Corona-Krise zeigt Nachholbedarf bei Transparenz und Föderalismus

Der Innsbrucker Organisationsforscher Leonhard Dobusch beschäftigt sich mit den Stärken und Schwächen bürokratischer Strukturen.

Bürokratie garantiere "Stabilität, Präzision und Verlässlichkeit" und habe sich während der Pandemie bewährt, resümierte Dobusch im APA-Gespräch. Dennoch habe die Pandemie Schwachstellen der österreichischen öffentlichen Verwaltung aufgezeigt. Nachholbedarf ortete er vor allem in puncto Transparenz und Föderalismus.
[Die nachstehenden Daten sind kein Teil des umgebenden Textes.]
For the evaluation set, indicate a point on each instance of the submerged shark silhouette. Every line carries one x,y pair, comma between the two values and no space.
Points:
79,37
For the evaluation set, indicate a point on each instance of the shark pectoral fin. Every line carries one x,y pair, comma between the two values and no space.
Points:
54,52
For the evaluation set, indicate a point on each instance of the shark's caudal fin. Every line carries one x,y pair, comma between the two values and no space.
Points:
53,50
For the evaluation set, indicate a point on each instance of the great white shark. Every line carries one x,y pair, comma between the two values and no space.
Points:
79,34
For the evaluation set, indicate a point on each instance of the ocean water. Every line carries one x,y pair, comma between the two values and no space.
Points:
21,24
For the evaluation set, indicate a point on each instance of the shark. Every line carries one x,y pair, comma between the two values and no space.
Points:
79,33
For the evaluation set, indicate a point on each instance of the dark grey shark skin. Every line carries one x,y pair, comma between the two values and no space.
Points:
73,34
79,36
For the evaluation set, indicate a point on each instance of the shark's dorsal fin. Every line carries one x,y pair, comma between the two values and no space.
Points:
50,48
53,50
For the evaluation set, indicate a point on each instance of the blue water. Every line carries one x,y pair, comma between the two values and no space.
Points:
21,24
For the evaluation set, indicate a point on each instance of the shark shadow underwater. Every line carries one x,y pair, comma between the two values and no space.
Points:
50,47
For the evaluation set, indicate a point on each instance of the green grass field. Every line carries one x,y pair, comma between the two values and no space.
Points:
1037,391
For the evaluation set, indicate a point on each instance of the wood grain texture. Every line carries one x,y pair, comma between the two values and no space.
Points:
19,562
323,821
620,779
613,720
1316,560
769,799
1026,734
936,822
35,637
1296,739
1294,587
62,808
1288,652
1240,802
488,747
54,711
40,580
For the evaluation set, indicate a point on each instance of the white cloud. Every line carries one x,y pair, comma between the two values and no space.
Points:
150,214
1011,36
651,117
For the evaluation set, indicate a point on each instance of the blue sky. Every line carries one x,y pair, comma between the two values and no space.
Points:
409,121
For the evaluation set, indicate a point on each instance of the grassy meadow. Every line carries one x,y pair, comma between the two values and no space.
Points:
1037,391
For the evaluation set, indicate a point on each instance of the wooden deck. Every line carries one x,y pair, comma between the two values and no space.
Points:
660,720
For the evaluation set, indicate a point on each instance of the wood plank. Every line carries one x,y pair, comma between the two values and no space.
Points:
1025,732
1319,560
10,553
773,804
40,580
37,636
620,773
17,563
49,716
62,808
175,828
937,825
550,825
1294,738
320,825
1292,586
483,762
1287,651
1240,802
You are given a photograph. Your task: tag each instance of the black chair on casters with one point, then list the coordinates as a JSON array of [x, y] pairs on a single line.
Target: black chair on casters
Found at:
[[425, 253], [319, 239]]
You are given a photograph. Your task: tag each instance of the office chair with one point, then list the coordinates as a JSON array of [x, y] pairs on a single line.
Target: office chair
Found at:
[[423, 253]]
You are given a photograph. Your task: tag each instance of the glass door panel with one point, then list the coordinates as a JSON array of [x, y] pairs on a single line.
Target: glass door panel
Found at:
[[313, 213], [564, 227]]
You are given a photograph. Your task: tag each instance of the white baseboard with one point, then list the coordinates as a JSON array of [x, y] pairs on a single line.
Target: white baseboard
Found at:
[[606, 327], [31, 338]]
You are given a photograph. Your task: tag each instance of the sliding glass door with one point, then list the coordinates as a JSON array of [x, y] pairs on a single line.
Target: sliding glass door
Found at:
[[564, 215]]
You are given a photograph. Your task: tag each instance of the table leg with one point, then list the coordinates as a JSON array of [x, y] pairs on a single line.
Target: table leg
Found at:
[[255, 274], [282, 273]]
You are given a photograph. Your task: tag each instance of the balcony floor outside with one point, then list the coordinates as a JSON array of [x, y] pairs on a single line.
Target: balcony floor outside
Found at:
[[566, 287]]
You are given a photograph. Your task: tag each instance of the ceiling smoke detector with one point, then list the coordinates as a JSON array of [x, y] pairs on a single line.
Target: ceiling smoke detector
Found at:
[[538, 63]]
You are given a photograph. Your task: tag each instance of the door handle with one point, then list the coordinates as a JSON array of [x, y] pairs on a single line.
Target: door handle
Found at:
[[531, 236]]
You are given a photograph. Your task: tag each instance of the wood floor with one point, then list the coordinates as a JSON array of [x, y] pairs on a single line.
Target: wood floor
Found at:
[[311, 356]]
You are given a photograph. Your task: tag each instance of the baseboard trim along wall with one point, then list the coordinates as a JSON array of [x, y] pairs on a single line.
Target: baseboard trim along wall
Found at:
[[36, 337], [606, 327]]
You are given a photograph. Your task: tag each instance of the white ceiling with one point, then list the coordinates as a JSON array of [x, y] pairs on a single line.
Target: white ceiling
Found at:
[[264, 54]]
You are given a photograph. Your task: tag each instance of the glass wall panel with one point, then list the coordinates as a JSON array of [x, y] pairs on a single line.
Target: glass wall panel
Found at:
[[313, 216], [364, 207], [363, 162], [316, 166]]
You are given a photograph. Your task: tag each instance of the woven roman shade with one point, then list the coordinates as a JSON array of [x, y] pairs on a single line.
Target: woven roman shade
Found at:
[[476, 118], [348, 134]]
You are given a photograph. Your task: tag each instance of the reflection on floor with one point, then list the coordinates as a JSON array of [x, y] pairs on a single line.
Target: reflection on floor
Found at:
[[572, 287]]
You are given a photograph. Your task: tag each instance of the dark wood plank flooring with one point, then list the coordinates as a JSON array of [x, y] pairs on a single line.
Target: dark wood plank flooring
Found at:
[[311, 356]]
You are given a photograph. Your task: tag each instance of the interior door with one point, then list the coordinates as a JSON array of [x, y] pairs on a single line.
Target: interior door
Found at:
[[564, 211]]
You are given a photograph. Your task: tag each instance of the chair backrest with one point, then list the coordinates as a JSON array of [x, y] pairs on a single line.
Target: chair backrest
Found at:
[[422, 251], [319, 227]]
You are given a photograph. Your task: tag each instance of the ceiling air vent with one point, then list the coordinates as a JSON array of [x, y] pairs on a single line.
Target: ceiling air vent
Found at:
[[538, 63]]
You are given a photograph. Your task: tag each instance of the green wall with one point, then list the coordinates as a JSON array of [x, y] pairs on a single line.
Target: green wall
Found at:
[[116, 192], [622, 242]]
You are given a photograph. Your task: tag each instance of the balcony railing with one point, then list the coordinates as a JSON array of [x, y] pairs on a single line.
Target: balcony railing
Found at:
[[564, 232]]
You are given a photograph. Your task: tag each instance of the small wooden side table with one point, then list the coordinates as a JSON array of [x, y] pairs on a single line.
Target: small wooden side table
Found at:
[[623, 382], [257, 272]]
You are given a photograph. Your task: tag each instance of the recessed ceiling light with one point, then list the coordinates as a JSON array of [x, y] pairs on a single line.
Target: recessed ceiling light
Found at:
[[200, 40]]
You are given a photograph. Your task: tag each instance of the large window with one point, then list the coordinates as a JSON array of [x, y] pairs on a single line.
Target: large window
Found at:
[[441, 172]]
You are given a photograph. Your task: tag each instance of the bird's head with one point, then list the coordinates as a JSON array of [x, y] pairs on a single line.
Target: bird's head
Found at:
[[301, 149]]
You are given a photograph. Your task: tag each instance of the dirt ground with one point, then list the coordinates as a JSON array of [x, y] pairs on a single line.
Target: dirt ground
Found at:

Institutionen, die "für die Bewältigung der Coronakrise zuständig sind, funktionieren im Großen und Ganzen", stellte Dobusch fest, der am Institut für Organisation und Lernen der Leopold-Franzens Universität Innsbruck forscht und lehrt. Dazu beigetragen habe unter anderem die Digitalisierung. In den letzten 20 Jahren habe sich in Österreich viel getan, dass heute etwa Amtswege auf digitalem Wege "relativ einfach" gestaltet seien, habe sich während des Lockdowns bewährt.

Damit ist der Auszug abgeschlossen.